The value can vary depending on the vehicle’s condition. It’s generally more beneficial for the owner to purchase agreed value exotic car insurance. This is especially true if you’ve done additional work on your car.
You’ll typically need to take detailed pictures of your car’s interior, exterior and engine. A representative from the insurance company may come to you in person to analyze the value and condition of the vehicle.
You should also have your car appraised by a third party. Providing an appraisal will help the insurance company come up with the agreed value.
Once you have purchased a policy, you should reevaluate your car’s worth annually. Your insurance policy should reflect the work that you do to keep your car in optimal condition. As the years go by, a well-maintained exotic car should increase in price.
Exotic Car Insurance Cost
The price of exotic car insurance varies widely. It’s not easy to find this information on the internet because exotic vehicles are so rare. That’s why it’s essential to work with an experienced insurance broker.
Common luxury cars usually command an insurance premium of $3,000 to $5,000 a year. Rarer, high-performance vehicles might cost $20,000 annually to protect.
Premiums are higher than those for standard cars because the value of an exotic vehicle is so high. But insurance companies also assume that someone who buys an exotic car engages in riskier behavior than the average person.

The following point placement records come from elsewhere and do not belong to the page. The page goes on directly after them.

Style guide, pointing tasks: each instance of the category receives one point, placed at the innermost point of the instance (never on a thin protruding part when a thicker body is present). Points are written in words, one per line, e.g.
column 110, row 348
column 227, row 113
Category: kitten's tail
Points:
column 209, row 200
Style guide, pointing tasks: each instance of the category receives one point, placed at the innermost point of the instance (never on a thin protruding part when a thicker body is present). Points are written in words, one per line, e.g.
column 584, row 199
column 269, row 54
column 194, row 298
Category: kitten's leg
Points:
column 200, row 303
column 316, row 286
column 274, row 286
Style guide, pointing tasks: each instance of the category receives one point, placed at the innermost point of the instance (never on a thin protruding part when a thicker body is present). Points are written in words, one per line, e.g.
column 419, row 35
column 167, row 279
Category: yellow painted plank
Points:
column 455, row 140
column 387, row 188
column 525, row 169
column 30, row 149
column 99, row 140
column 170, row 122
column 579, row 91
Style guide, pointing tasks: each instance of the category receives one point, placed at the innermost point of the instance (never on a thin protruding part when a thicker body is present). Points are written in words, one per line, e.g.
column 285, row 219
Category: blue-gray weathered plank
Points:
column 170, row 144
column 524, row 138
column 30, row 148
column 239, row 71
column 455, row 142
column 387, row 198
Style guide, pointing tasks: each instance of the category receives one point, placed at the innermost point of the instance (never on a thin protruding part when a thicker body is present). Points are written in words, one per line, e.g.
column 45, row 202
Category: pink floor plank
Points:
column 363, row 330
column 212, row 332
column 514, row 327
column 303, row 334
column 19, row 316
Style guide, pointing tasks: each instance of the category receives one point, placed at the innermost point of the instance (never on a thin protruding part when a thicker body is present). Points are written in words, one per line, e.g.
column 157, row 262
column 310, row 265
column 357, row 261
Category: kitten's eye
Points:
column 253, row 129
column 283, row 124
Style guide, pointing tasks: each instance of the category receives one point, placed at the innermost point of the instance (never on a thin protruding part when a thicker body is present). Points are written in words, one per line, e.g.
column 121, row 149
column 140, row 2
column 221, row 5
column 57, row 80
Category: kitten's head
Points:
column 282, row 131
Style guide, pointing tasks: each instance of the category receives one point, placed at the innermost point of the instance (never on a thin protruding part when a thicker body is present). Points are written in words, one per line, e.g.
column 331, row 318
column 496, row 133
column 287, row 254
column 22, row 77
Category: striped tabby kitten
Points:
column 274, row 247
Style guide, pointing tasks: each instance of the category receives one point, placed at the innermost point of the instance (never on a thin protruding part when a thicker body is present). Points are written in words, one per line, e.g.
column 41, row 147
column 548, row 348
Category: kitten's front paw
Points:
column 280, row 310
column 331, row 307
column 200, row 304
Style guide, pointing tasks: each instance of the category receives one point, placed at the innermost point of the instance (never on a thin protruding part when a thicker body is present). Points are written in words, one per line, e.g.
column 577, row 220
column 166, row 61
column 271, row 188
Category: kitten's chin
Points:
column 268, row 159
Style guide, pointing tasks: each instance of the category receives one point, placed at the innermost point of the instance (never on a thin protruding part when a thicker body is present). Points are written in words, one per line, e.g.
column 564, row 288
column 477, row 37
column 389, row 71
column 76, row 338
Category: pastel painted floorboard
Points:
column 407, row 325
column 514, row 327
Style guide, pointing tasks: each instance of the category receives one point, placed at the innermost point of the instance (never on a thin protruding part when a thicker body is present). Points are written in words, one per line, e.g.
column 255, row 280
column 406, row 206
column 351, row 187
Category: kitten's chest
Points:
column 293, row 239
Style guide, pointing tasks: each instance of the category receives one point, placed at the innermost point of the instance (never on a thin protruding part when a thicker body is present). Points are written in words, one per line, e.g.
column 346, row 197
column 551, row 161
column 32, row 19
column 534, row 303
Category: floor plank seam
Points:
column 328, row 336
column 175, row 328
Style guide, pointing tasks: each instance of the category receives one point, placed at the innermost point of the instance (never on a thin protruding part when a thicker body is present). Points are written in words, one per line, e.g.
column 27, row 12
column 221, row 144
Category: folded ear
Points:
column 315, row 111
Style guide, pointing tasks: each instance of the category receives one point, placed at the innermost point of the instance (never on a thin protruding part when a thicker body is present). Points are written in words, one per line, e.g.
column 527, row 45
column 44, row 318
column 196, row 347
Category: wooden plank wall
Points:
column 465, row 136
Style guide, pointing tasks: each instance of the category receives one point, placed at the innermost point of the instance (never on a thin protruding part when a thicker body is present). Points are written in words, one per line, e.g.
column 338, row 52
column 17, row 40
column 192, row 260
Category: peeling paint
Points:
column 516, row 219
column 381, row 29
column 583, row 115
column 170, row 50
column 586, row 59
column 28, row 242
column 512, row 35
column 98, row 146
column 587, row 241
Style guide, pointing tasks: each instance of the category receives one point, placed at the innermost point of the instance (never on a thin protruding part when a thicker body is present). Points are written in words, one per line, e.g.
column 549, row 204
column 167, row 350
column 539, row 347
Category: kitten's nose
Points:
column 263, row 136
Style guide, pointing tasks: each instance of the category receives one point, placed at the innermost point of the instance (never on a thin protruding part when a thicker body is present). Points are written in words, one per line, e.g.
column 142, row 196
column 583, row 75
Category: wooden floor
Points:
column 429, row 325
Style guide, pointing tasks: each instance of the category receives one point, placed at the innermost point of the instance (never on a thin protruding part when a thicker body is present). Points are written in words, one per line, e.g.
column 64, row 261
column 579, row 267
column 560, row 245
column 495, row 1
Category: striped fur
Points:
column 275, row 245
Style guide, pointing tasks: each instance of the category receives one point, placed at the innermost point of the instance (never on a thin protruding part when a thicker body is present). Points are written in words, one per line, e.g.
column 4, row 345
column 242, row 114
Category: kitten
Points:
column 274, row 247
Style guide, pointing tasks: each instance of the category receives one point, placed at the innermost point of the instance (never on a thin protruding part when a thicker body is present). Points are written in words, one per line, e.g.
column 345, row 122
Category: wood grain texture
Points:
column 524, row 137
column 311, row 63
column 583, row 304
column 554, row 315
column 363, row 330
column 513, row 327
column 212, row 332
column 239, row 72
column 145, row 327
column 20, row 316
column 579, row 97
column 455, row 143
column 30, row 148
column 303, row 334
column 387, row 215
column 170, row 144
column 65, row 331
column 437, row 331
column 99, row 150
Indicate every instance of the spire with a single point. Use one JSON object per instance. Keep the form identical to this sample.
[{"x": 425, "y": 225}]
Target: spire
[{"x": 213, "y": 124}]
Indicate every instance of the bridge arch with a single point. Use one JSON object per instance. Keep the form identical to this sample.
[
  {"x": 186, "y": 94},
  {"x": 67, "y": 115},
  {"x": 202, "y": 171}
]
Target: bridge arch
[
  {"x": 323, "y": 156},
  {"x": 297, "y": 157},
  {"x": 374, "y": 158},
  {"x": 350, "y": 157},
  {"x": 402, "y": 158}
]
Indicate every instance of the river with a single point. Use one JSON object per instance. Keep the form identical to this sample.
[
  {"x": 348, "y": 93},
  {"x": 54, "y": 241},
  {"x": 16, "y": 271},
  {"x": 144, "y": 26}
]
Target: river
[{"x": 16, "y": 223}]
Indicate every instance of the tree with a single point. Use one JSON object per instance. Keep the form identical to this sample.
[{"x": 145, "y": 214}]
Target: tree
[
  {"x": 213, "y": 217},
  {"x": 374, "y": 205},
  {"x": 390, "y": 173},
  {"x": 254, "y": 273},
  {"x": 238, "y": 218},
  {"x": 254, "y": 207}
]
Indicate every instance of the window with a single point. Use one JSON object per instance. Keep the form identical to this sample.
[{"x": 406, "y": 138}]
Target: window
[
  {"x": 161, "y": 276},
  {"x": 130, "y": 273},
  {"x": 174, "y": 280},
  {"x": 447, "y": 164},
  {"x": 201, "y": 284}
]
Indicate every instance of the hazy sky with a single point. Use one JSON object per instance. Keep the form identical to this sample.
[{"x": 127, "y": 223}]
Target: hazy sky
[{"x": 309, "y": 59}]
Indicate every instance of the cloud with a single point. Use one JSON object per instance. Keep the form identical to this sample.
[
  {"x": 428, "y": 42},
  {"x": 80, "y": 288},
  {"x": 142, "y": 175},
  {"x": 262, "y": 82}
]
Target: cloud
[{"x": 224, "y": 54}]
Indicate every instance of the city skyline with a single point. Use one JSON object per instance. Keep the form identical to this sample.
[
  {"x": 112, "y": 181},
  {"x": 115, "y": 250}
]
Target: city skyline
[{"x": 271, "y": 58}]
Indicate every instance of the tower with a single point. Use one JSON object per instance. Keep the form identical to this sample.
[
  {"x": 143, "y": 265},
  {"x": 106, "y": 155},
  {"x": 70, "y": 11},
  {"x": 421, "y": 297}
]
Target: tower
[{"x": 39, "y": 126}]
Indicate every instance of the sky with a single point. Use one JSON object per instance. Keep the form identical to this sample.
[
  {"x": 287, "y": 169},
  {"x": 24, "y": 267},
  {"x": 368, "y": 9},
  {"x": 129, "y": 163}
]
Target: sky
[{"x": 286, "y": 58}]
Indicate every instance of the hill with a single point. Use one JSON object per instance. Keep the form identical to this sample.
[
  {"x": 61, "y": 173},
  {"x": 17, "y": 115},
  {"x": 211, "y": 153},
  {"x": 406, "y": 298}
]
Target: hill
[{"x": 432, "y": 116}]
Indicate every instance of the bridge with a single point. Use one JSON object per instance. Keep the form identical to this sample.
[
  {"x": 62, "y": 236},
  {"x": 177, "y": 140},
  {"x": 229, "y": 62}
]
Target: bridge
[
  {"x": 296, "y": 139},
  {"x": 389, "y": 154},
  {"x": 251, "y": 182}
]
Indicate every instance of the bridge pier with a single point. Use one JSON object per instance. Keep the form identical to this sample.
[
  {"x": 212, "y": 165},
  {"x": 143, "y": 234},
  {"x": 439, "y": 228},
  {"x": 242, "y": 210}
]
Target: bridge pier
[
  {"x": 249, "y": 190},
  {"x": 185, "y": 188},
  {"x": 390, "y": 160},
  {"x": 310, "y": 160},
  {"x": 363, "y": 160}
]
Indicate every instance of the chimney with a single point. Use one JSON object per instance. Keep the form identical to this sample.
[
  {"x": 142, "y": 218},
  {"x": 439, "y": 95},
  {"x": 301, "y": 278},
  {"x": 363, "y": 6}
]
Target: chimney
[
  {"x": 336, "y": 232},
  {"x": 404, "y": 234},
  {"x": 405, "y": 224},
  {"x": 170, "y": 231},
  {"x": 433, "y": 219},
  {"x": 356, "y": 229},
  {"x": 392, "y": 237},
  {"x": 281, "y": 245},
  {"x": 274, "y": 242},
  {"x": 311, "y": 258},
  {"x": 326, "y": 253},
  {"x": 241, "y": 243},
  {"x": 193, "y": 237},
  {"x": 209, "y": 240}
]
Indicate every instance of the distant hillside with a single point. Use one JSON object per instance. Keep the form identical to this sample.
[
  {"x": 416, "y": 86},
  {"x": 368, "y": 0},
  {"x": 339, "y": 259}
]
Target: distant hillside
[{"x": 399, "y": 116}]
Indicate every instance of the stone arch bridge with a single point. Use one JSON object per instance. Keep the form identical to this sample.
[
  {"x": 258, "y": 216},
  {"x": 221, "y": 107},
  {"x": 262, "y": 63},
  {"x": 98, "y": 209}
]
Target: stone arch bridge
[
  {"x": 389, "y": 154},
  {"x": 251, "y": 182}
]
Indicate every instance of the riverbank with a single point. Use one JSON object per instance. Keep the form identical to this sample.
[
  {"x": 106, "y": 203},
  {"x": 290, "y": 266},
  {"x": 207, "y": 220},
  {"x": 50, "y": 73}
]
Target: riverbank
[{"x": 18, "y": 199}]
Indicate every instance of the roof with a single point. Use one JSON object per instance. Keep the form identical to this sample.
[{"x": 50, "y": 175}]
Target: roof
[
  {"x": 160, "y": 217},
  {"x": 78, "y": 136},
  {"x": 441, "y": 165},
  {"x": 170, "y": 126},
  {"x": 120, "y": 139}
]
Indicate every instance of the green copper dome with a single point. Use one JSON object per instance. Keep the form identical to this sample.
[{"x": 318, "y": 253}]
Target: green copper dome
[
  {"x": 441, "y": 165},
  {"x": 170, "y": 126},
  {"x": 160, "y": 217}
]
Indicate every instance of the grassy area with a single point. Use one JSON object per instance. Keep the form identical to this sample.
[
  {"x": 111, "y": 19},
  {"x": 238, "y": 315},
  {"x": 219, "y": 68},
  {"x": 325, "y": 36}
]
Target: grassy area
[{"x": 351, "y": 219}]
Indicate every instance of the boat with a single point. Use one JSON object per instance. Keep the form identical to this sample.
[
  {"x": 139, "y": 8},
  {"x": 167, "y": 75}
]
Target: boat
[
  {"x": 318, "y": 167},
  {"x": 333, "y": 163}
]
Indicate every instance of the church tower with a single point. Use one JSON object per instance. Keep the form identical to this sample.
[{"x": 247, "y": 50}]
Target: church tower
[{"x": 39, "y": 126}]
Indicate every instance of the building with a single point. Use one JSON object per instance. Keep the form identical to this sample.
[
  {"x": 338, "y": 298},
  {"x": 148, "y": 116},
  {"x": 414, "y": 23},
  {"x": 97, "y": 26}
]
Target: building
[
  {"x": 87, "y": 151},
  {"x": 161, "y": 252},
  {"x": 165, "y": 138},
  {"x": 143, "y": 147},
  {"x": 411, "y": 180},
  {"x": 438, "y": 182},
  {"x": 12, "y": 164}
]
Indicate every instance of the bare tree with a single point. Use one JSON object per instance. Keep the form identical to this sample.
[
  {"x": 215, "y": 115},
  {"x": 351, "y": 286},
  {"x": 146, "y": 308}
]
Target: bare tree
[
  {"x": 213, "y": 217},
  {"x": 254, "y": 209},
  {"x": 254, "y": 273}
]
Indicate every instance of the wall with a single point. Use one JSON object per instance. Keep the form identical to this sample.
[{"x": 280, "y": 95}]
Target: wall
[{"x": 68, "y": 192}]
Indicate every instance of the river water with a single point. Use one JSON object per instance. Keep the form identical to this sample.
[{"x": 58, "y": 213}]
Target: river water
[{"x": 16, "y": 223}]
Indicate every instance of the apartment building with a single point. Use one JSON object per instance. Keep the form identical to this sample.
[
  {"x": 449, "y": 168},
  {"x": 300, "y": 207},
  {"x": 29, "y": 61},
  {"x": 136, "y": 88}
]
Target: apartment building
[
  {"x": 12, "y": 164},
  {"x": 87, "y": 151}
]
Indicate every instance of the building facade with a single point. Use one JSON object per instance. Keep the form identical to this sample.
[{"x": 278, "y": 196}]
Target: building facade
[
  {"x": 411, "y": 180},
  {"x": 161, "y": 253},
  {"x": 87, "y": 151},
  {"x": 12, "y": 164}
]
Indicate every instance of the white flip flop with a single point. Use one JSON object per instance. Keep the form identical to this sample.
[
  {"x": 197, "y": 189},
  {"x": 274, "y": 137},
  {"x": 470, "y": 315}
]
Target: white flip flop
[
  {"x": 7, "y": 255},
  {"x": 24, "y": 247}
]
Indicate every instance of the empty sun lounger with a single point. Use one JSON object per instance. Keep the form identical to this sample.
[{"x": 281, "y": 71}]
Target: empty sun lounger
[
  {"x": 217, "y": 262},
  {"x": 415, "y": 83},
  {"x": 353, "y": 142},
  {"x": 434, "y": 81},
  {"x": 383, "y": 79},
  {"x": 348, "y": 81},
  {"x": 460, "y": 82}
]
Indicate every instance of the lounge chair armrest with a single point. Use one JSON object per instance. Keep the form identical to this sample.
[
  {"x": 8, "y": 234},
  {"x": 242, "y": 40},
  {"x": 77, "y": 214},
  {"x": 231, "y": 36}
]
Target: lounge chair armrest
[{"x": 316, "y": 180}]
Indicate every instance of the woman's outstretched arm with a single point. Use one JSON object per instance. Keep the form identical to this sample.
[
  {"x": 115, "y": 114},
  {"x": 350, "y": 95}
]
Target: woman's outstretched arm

Even if you don’t drive your exotic car frequently, you need to protect it from theft, vandalism and other losses. The ways that you store and use your car affect exotic car insurance costs.
You can reduce the cost of exotic car insurance premiums in a few ways. You might want to take a driving course that’s geared toward high-performance vehicles.
You should also make sure that you’re opting for the appropriate levels of coverage. Shop around to make sure that you’re getting the best prices.
Some policies offer limitations that could reduce your premiums. If you choose a plan that limits your mileage or the number of drivers for the vehicle, you could be eligible for discounts.
Opinions expressed in this article are solely the author’s opinion. Not intended to provide the reader with legal or any other professional advice. Should you need advice or opinion, consult with a qualified professional to address your specific needs.